In the General Aviation world, the FAA will consider granting a Class III or even a Class II Medical Certificate to a pilot who has successfully undergone alcohol treatment. This usually requires some sort of recognized treatment center, either inpatient or outpatient, depending on the circumstances, and strong evidence of sobriety for a period of 2 years. This can include documentation of attendance of AA meetings, letters from employers or other reputable individuals who know the pilot well, or at best a letter from the treating counselor indicating successful treatment. The FAA takes a more difficult stance with individuals who relapse.
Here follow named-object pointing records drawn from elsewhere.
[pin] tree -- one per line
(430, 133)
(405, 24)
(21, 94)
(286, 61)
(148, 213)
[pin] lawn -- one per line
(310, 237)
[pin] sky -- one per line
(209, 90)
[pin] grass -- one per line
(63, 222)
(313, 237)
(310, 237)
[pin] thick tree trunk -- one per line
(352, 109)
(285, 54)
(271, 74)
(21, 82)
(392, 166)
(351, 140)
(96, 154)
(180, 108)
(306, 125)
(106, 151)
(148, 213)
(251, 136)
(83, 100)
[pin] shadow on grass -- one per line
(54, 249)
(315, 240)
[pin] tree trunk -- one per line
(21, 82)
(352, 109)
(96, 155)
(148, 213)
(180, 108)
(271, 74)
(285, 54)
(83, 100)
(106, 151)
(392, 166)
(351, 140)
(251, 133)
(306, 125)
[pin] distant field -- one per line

For professional Class I pilots, there is a special program developed several years ago called HIMS, which stands for Human Intervention and Motivation Study. This is an extraordinary program that brings together the FAA, ALPA (Airline Pilots Association) and the management sector of the airline industry. It sets the rules for bringing back successfully treated alcoholic pilots to the cockpit, and requires strict adherence to a sobriety program. In general, the pilot must undergo a 4week inpatient treatment program, and prove sobriety through a rigorous process that includes regular AA meetings, involvement with a peer group, regularly scheduled meetings with their medical sponsor (usually their AME)as well as a representative from their airline, and regular urine tests. They can be returned to the cockpit as soon as 3 months if it is felt that they are successful, but must remain in the program for monitoring for a minimum of 3 years. These programs have been shown to be highly successful, as these pilots are usually highly motivated to keep their jobs.